On 05/11/2014 08:33 PM, Willy Tarreau wrote:
> 2.6.32-longterm review patch.  If anyone has any objections, please let me know.
> 
> ------------------
> 
> From: Ying Xue <ying.xue@xxxxxxxxxxxxx>
> 
> [ Upstream commit 4225a398c1352a7a5c14dc07277cb5cc4473983b ]
> 
> When the lockdep validator is enabled, it will report the below
> warning when we enable a TIPC bearer:
> 
> [ INFO: possible irq lock inversion dependency detected ]
> ---------------------------------------------------------
> Possible interrupt unsafe locking scenario:
> 
>         CPU0                    CPU1
>         ----                    ----
>    lock(ptype_lock);
>                                 local_irq_disable();
>                                 lock(tipc_net_lock);
>                                 lock(ptype_lock);
>    <Interrupt>
>    lock(tipc_net_lock);
> 
>   *** DEADLOCK ***
> 
> the shortest dependencies between 2nd lock and 1st lock:
>   -> (ptype_lock){+.+...} ops: 10 {
> [...]
> SOFTIRQ-ON-W at:
>                       [<c1089418>] __lock_acquire+0x528/0x13e0
>                       [<c108a360>] lock_acquire+0x90/0x100
>                       [<c1553c38>] _raw_spin_lock+0x38/0x50
>                       [<c14651ca>] dev_add_pack+0x3a/0x60
>                       [<c182da75>] arp_init+0x1a/0x48
>                       [<c182dce5>] inet_init+0x181/0x27e
>                       [<c1001114>] do_one_initcall+0x34/0x170
>                       [<c17f7329>] kernel_init+0x110/0x1b2
>                       [<c155b6a2>] kernel_thread_helper+0x6/0x10
> [...]
>    ... key      at: [<c17e4b10>] ptype_lock+0x10/0x20
>    ... acquired at:
>     [<c108a360>] lock_acquire+0x90/0x100
>     [<c1553c38>] _raw_spin_lock+0x38/0x50
>     [<c14651ca>] dev_add_pack+0x3a/0x60
>     [<c8bc18d2>] enable_bearer+0xf2/0x140 [tipc]

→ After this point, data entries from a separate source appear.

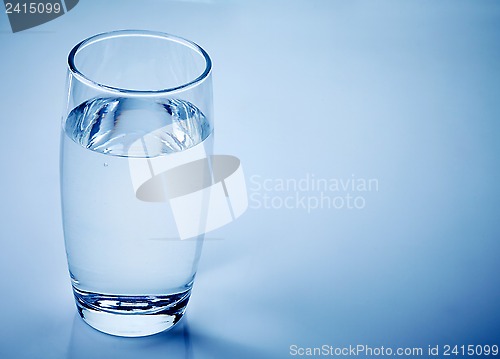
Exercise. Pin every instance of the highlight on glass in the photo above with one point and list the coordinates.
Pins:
(139, 105)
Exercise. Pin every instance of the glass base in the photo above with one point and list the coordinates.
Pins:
(131, 316)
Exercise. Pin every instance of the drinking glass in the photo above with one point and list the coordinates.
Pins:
(138, 108)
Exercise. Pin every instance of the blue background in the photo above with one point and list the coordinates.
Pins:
(406, 92)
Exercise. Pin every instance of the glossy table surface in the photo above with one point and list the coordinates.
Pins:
(369, 136)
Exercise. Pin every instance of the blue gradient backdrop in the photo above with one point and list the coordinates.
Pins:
(406, 92)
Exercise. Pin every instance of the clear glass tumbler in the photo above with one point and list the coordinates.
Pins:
(139, 105)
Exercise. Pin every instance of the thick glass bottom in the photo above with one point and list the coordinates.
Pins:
(131, 316)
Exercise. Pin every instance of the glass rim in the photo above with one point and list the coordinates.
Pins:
(137, 33)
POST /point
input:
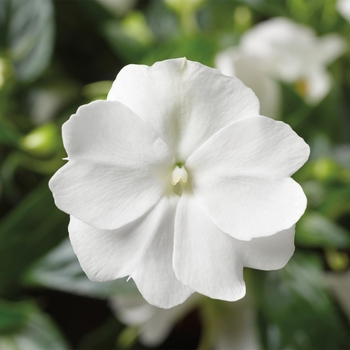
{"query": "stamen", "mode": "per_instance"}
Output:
(179, 174)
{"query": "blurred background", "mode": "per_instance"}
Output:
(58, 55)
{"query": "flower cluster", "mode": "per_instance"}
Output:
(177, 182)
(280, 49)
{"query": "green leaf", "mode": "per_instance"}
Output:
(29, 231)
(27, 33)
(9, 135)
(295, 309)
(315, 230)
(13, 315)
(60, 270)
(37, 331)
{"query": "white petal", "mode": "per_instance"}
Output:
(184, 102)
(240, 176)
(205, 258)
(142, 249)
(257, 146)
(268, 253)
(117, 166)
(248, 69)
(330, 47)
(343, 6)
(211, 262)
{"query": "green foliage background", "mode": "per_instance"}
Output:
(57, 55)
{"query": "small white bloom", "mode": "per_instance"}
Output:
(281, 49)
(233, 62)
(234, 205)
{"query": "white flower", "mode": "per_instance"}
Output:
(343, 7)
(233, 204)
(233, 62)
(281, 49)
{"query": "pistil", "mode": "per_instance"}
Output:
(179, 175)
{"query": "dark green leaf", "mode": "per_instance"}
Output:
(13, 315)
(28, 34)
(315, 230)
(37, 332)
(30, 230)
(60, 270)
(295, 309)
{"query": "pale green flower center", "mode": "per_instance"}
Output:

>     [<c8bb283a>] tipc_enable_bearer+0x1ba/0x450 [tipc]
>     [<c8bb3a04>] tipc_cfg_do_cmd+0x5c4/0x830 [tipc]
>     [<c8bbc032>] handle_cmd+0x42/0xd0 [tipc]
>     [<c148e802>] genl_rcv_msg+0x232/0x280
>     [<c148d3f6>] netlink_rcv_skb+0x86/0xb0
>     [<c148e5bc>] genl_rcv+0x1c/0x30
>     [<c148d144>] netlink_unicast+0x174/0x1f0
>     [<c148ddab>] netlink_sendmsg+0x1eb/0x2d0
>     [<c1456bc1>] sock_aio_write+0x161/0x170
>     [<c1135a7c>] do_sync_write+0xac/0xf0
>     [<c11360f6>] vfs_write+0x156/0x170
>     [<c11361e2>] sys_write+0x42/0x70
>     [<c155b0df>] sysenter_do_call+0x12/0x38
> [...]
> }
>   -> (tipc_net_lock){+..-..} ops: 4 {
> [...]
>     IN-SOFTIRQ-R at:
>                      [<c108953a>] __lock_acquire+0x64a/0x13e0
>                      [<c108a360>] lock_acquire+0x90/0x100
>                      [<c15541cd>] _raw_read_lock_bh+0x3d/0x50
>                      [<c8bb874d>] tipc_recv_msg+0x1d/0x830 [tipc]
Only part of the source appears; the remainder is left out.